The costs were governed by SIIIA of CPR 45. The defendant made a Part 36 offer just over 21 days before trial. There was an order for skeleton arguments to be exchanged two clear days before trial, so the relevant period of the offer included the due date for the skeleton arguments. The claimant accepted the defendant's offer the day before trial, and sought their costs of the ordered skeleton argument and abated brief fee. At first instance the court had disallowed counsel's fee for drafting the Particulars of Claim, but allowed the fee for the skeleton argument and abated brief fee. The defendant appealed.
The claimant was represented by Ben Williams QC and the defendant by Sarah Robson.
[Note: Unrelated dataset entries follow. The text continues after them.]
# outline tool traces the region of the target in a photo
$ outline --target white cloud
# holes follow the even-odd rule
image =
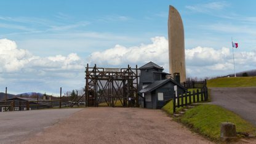
[[[88,58],[90,64],[101,66],[121,66],[127,64],[142,66],[150,61],[164,66],[169,71],[168,41],[164,37],[151,39],[152,43],[140,46],[126,47],[116,45],[102,52],[93,52]],[[236,52],[234,50],[236,66],[239,71],[255,69],[255,52]],[[233,73],[233,55],[230,48],[196,47],[186,49],[186,65],[188,76],[214,76]],[[124,65],[124,64],[125,65]]]
[[[108,65],[144,63],[150,61],[162,65],[169,58],[168,41],[164,37],[155,37],[151,41],[151,44],[141,44],[129,48],[116,45],[113,48],[102,52],[93,52],[88,60],[90,63]]]
[[[194,12],[206,12],[212,10],[222,10],[229,4],[225,1],[211,2],[205,4],[198,4],[193,6],[186,6],[186,8]]]
[[[255,69],[256,52],[234,50],[237,71]],[[204,78],[233,72],[231,49],[196,47],[186,49],[187,76]],[[87,57],[90,66],[126,67],[142,66],[152,61],[169,71],[168,41],[164,37],[151,38],[151,43],[127,47],[116,45]],[[9,86],[18,92],[49,91],[57,93],[60,87],[70,90],[84,86],[85,62],[76,54],[66,56],[39,57],[20,49],[15,42],[0,39],[0,87]],[[14,86],[15,86],[14,87]],[[12,88],[12,86],[13,87]],[[66,89],[65,90],[65,89]],[[17,90],[18,89],[18,90]]]
[[[28,50],[17,49],[16,42],[7,39],[0,39],[0,71],[15,72],[28,68],[41,67],[42,70],[81,70],[83,63],[76,54],[65,57],[40,57]]]

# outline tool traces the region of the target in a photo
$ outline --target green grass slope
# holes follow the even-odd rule
[[[256,87],[256,77],[220,78],[207,80],[208,87]]]
[[[190,109],[176,120],[213,140],[220,140],[220,124],[223,122],[234,124],[237,132],[256,134],[256,128],[250,123],[234,113],[214,105],[202,105]]]

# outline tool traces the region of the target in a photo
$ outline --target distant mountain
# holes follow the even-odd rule
[[[16,95],[7,94],[7,99],[12,98],[15,97]],[[6,99],[6,94],[4,92],[0,92],[0,100],[5,100]]]
[[[38,95],[38,98],[42,98],[44,94],[38,92],[25,92],[20,94],[16,95],[17,97],[31,97],[36,98]]]
[[[256,76],[256,70],[252,70],[248,71],[244,71],[242,72],[236,73],[236,76]],[[234,74],[228,74],[226,76],[234,76]]]

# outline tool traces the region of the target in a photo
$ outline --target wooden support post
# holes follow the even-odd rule
[[[187,91],[186,91],[185,93],[185,105],[187,106],[188,105],[188,92]]]
[[[5,102],[4,102],[4,111],[6,111],[6,100],[7,100],[7,87],[6,87]]]
[[[26,101],[26,109],[27,111],[30,110],[30,102]]]
[[[201,89],[201,102],[204,101],[204,89]]]
[[[191,104],[191,92],[188,92],[188,97],[189,97],[189,99],[190,99],[190,105]]]
[[[138,66],[136,65],[136,83],[137,83],[137,86],[136,86],[136,106],[138,107],[139,106],[139,103],[138,103]]]
[[[197,96],[196,102],[199,102],[199,89],[196,90],[196,96]]]
[[[196,103],[196,95],[194,95],[194,90],[193,90],[193,102]]]
[[[183,100],[183,95],[184,95],[184,94],[182,94],[182,95],[181,95],[181,97],[180,97],[180,98],[182,98],[182,107],[183,107],[183,106],[184,106],[184,100]]]
[[[208,100],[208,89],[207,87],[205,87],[205,89],[206,89],[206,93],[205,93],[206,99],[204,100],[207,101]]]
[[[173,102],[173,103],[174,103],[174,110],[173,110],[173,111],[174,111],[174,114],[175,113],[175,110],[176,110],[176,94],[175,94],[175,92],[174,92],[174,102]]]
[[[18,101],[18,110],[22,111],[22,101]]]
[[[77,102],[78,102],[78,107],[79,106],[79,102],[78,102],[78,91],[76,89],[76,97],[77,97]],[[98,91],[98,90],[97,90]],[[98,93],[98,92],[97,92]]]
[[[38,94],[36,95],[37,108],[38,110]]]
[[[60,108],[62,108],[62,87],[60,87]]]

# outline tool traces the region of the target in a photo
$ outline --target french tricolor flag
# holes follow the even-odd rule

Mr Williams argued that the brief had to be delivered before the day of the trial, it would have been unreasonable not to have done so. He sought the abated brief fee not under Table 6B section D as that is clearly only payable on the day of trial which had not been reached but rather under CPR 45.29I(2)(h). He further argued that the defendant could not complain where they had made an offer open for acceptance for 21 days where those 21 days included the due date for skeleton arguments - there was nothing wrong with waiting to see what arguments were going to be presented before deciding to accept the defendant's offer. He also argued that the 'swings and roundabouts' argument no longer applied in the post-LASPO world.
The hearing was adjourned part heard pending the decision in Cham v Aldred. Once that decision was published, the claimant then argued that the trial advocates' fee was not earned under Table 6B, as that fee is only earned on the date of trial itself, but rather simply as a disbursement and was recoverable under ss(h). There was therefore no duplication of the trial advocacy fee in Table 6B. The defendant argued that fixed costs were designed to give certainty and the trial advocacy fee was clearly intended to only be recoverable inter-parties once the day of trial had been reached. Likewise the skeleton argument was part of the trial preparation and should similarly be disallowed.
The judge preferred the submissions of the Appellant/Defendant, finding that the costs of preparing for trial included preparing the skeleton argument and that stage had simply not been reached. It was therefore not payable, and the appeal was allowed.